Desembarcó el G- 10 en Valencia. Con una corrida con G de garantía de otra G -Garcigrande- Manzanares y Talavante, dieron la medida y defendieron su estatus. Con el bueno y con el malo, con el encastado y con el reservón, sus actuaciones fueron una prolongación de su pasada campaña y su exitoso invierno. Con G también se escribió la actuación de Padilla. Con G de gusto, pues el ejemplar que descorchó la tarde le permitió relajarse y expresar su concepto mientras que en el cuarto, que no se prestó, resolvió con facilidad, informa mundotoro.com

La faena más redonda con el toro más completo llevó la firma de Manzanares en el segundo, toro estrecho de sienes, de preciosas hechuras, que permitió un toreo ligado y sugerente del alicantino. El toro humilló y transmitió y Manzanares cosió su embestida a los vuelos con expresión y ritmo en dos series con la mano derecha cumbres. Como la rúbrica. Un estoconazo en la suerte de recibir cobrada en los mismos medios. Al quinto le faltó raza. Manzanares le dio tiempo y dejándole la muleta puesta, sin obligarlo, y consiguió dar consistencia a la faena. El público agradeció el esfuerzo del alicantino.

 

Talavante también brilló a gran altura con sus dos toros. Su primero alto y estrecho resultó molesto y nada fácil porque, sobre todo por el pitón izquierdo, hizo hilo y se vino con el torero. Muy firme Talavante en el inicio de faena, se lo dejó llegar con aguante y aplomo, improvisó además delante de la cara del incómodo animal. La oreja no la corta cualquiera. El sexto, de Parladé, era una pintura, pero se partió un pitón por la cepa en el primer derrote. El sobrero, del mismo hierro, tuvo buena condición y permitió al extremeño ligar con intensidad e improvisar en los inicios y remates de cada serie.
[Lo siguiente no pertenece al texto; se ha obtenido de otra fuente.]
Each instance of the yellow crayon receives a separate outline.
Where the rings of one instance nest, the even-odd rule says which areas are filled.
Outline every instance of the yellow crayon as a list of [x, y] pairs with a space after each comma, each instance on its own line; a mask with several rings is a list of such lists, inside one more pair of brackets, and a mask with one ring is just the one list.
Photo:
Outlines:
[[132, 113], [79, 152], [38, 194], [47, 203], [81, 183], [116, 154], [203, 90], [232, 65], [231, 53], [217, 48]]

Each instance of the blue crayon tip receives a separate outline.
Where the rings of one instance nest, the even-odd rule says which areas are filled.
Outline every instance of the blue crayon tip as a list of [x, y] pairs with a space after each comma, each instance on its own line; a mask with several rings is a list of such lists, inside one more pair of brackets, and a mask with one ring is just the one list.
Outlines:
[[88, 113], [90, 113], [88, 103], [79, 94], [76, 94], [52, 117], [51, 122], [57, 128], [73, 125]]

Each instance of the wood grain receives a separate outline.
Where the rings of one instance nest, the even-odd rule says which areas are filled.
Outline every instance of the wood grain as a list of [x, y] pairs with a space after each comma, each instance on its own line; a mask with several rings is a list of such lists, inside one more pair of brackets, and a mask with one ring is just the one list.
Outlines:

Con un poco más de fuerza, el animal que abrió plaza hubiera sido de escándalo. Tuvo hechuras, clase y ritmo -dulzura- pero su medida fortaleza quedó además mermada por un volatín en el saludo de Juan José Padilla, que después deletreó muletazos con expresión y compostura en una faena vivida con interés. Más alto y más basto, de menos remate, el cuarto adoleció de clase y entrega. Padilla se puso por los dos pitones, enseñó al público la descastada condición del ejemplar y lo despachó con suma facilidad.